A recorder instance moves between three states. The state machine is strict — invalid transitions are no-ops, never errors — so you can wire the SDK into your app without defensive guards.

States

StateMeaning
idleInitialised but not capturing. Reached after init({ autoStart: false }), or after stop() / cancel() from any active state. Buffer is empty, flush timer not running.
recordingActive. rrweb capturing DOM mutations, flush timer ticking, transport sending batches on the cadence.
pausedRecording suspended without losing context. rrweb stopped, flush timer stopped, but sessionId and any buffered events are kept. Internally tags itself with a pauseReason: "user" | "visibility" (see auto-pause below).

There is no terminal "stopped" state. stop() flushes and ends the current session, then returns the recorder to idle — the same instance is reusable: call start() to begin a fresh session against a new sessionId.

Transitions

FromActionToSide effects
(init)init({ autoStart: true })recordingDefault
(init)init({ autoStart: false })idle
idlestart()recordingMints a fresh sessionId
recordingpause()paused (pauseReason: "user")
pausedresume()recording
recordingstop()idleFlush + endSession
pausedstop()idleFlush + endSession
recordingcancel()idleDrop buffer + cancel session row
pausedcancel()idleDrop buffer + cancel session row

After stop() / cancel(), the next start() mints a fresh sessionId (the previous one was cleared), so a new recording starts clean.

Calls outside these arrows are no-ops:

  • start() while already recording or paused → no-op
  • pause() when not recording → no-op
  • resume() when not paused → no-op
  • stop() / cancel() while idle → no-op

Transport hold (orthogonal)

hold() and release() are independent of the lifecycle state. The recorder stays in whatever state it was in; only the transport is suspended. Captured events keep accumulating in the buffer — they just don't ship until you call release(). Useful when you want to record a sensitive flow and decide afterwards whether to send it.

FromActionResult
Any statehold()Transport held — recording continues if it was on, events buffer locally
Heldrelease()Transport resumed, held buffer flushes
Heldrelease({ discard: true })Transport resumed, held buffer is dropped instead
Heldstop()Returns to idle — force flush + endSession, no data loss
Heldcancel()Returns to idle — drop buffer + cancel session row

init({ hold: true }) starts the recorder with the transport already held — call release() later when you decide the events are safe to ship. Useful for staged opt-in flows (consent banners, opt-in analytics) where you want recording to start immediately so you don't miss the first interactions, but defer transport until the user actually agrees.

Hold edge cases:

  • hold() while already held → no-op
  • release() while not held → no-op
  • stop() while held → flushes the held buffer, ends the session cleanly, returns to idle. No data loss.
  • cancel() while held → drops the held buffer, deletes the session row on the server, returns to idle.

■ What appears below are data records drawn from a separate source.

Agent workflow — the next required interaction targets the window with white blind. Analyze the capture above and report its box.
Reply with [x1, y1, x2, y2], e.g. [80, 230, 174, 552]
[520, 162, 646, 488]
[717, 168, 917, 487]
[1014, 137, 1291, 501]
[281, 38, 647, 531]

Auto-pause on tab visibility

With the default pauseOnHidden: true, the SDK observes visibilitychange and:

  • Auto-pauses when the tab becomes hidden (state moves to paused with pauseReason: "visibility").
  • Auto-resumes when the tab returns to visible — but only when the pause reason was "visibility". A manual pause() (reason "user") is left alone; it won't auto-resume on tab return.

The two pauseReason values are why a manual pause() survives the user briefly switching tabs — the SDK can tell which kind of pause it's looking at.

Set pauseOnHidden: false to keep recording while the user is on another tab — useful for QA harnesses that need to capture work in background tabs.